After Having Their Medal Hopes Spiked in Atlanta, U.S. Men, Women Will Try to Right the Ship Down Under

September 10, 2000|MIKE BRESNAHAN


* OVERVIEW--It took a lot of cajoling to get Danielle Scott back in the fold, but who could blame her?

The U.S. women's volleyball team was a mess at the 1996 Olympics, a collection of veterans who didn't come close to matching predictions of a successful run in front of a home crowd.

Bronze medal? Hardly.

Gold? Please.

The U.S. finished seventh, one spot away from matching its worst-ever Olympic showing.

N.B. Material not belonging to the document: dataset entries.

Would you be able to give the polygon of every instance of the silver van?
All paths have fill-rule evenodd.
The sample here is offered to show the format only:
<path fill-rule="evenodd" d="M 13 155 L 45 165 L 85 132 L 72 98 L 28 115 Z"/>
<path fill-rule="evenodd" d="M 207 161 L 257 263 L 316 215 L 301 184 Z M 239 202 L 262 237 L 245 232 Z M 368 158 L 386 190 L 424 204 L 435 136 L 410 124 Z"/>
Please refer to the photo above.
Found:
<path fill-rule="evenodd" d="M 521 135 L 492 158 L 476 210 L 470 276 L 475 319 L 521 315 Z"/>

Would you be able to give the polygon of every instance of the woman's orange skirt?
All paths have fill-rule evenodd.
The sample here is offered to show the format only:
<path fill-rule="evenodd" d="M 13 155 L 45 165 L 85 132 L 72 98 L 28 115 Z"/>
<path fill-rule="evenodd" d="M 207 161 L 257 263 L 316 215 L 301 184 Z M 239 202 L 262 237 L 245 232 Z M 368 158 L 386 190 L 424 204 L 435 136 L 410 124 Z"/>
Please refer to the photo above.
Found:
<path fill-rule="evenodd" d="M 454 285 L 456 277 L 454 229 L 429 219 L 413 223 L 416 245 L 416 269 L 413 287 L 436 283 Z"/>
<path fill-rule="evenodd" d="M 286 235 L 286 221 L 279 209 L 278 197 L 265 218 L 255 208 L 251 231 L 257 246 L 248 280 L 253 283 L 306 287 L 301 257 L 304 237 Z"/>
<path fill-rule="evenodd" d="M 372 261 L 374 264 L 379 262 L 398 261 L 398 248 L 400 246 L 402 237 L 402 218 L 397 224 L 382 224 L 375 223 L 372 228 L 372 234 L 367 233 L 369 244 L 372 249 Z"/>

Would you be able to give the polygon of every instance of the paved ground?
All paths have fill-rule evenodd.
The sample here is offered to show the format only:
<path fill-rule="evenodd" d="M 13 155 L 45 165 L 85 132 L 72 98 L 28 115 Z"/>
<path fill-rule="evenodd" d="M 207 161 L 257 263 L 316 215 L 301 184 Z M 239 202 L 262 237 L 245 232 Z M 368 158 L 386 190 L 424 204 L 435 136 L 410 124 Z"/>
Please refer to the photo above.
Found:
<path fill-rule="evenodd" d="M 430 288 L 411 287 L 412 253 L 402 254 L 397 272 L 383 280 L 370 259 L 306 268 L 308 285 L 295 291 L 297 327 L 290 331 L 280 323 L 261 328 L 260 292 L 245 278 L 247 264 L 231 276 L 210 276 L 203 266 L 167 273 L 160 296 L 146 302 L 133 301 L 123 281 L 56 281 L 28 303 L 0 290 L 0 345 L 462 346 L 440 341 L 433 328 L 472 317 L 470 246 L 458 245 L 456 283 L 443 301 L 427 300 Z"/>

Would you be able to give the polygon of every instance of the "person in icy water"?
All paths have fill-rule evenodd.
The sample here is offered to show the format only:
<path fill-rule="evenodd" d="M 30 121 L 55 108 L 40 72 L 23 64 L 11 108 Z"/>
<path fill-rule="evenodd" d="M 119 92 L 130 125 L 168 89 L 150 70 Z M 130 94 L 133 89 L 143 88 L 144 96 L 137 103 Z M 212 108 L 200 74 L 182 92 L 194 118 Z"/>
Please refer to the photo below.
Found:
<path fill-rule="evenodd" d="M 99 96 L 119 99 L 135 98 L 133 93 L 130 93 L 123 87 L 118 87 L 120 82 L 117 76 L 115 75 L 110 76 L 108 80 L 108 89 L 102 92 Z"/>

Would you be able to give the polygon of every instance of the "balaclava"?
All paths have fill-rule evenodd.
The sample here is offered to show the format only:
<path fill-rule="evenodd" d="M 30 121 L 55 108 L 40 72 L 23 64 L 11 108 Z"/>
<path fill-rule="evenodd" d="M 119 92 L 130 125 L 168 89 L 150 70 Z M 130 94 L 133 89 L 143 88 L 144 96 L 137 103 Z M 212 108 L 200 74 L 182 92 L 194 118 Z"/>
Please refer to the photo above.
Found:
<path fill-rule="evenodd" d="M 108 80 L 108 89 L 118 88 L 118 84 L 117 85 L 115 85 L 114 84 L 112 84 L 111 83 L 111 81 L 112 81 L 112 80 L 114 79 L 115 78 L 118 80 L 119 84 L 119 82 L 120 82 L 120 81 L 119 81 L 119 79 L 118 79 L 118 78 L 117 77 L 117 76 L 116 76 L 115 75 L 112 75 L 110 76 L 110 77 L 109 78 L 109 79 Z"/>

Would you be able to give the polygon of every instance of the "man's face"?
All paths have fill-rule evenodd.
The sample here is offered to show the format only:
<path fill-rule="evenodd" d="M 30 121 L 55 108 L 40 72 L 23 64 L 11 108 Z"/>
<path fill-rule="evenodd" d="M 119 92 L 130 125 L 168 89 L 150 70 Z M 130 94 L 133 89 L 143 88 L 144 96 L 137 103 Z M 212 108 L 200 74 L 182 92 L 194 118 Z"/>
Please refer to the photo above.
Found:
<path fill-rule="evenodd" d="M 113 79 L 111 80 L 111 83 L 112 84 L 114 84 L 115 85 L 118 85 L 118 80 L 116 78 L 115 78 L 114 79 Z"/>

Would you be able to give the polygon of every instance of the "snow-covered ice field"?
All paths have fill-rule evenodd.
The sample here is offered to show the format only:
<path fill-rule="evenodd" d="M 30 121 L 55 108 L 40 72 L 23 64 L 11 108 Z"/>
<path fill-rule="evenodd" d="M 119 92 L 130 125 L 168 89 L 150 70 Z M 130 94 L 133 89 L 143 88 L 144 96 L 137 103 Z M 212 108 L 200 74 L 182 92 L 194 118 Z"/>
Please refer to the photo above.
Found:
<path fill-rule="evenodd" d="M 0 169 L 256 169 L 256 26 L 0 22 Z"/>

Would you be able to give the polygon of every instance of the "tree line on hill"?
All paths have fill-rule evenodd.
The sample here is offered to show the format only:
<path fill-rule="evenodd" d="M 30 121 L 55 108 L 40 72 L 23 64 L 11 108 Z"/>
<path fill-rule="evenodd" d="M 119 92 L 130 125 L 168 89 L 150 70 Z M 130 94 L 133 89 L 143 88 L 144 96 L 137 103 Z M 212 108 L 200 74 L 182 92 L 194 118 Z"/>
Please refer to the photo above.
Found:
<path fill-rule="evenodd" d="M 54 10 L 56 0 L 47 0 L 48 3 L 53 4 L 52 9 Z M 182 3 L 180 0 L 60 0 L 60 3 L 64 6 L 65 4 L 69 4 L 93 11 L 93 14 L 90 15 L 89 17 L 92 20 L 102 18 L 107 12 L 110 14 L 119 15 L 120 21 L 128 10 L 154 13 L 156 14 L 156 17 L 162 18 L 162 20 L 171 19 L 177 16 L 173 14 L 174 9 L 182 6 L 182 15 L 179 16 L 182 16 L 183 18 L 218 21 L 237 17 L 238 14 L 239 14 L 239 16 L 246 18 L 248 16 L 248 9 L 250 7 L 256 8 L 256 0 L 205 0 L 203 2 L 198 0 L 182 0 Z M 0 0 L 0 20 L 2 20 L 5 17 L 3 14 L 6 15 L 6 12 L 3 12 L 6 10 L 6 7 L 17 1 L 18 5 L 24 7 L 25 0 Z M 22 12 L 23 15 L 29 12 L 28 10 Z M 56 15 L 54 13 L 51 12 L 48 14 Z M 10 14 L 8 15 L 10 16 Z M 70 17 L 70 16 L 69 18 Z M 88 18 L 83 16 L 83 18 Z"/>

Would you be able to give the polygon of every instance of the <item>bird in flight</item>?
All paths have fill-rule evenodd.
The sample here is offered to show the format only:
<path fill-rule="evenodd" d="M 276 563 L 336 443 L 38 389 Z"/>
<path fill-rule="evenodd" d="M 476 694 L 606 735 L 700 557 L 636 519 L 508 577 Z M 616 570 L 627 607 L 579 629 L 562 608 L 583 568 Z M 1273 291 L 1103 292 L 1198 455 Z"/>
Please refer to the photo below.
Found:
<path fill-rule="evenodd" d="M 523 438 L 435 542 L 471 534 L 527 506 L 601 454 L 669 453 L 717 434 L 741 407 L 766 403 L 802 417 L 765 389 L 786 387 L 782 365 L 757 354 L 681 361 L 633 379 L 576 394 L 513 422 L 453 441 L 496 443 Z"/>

When it was over, it was hardly surprising that Scott, a 6-foot-2 middle blocker and an Olympic rookie in Atlanta, dragged her feet at rejoining the U.S. team.

She embarked instead on a pro career that included stints in Italy and, more recently, Brazil.

She is playing in Sydney only because of a creative offer by U.S. Coach Mick Haley, who was hired in 1997 and knew he needed Scott on the national team.

Continue playing pro ball in Brazil, he said. But play with the U.S. for all major tournaments.

Scott agreed. Haley had himself a deal. And a player.

The U.S. arrives in Sydney as the No. 10-ranked team and, with the exception of Scott and Tara Cross-Battle, is teeming with youth.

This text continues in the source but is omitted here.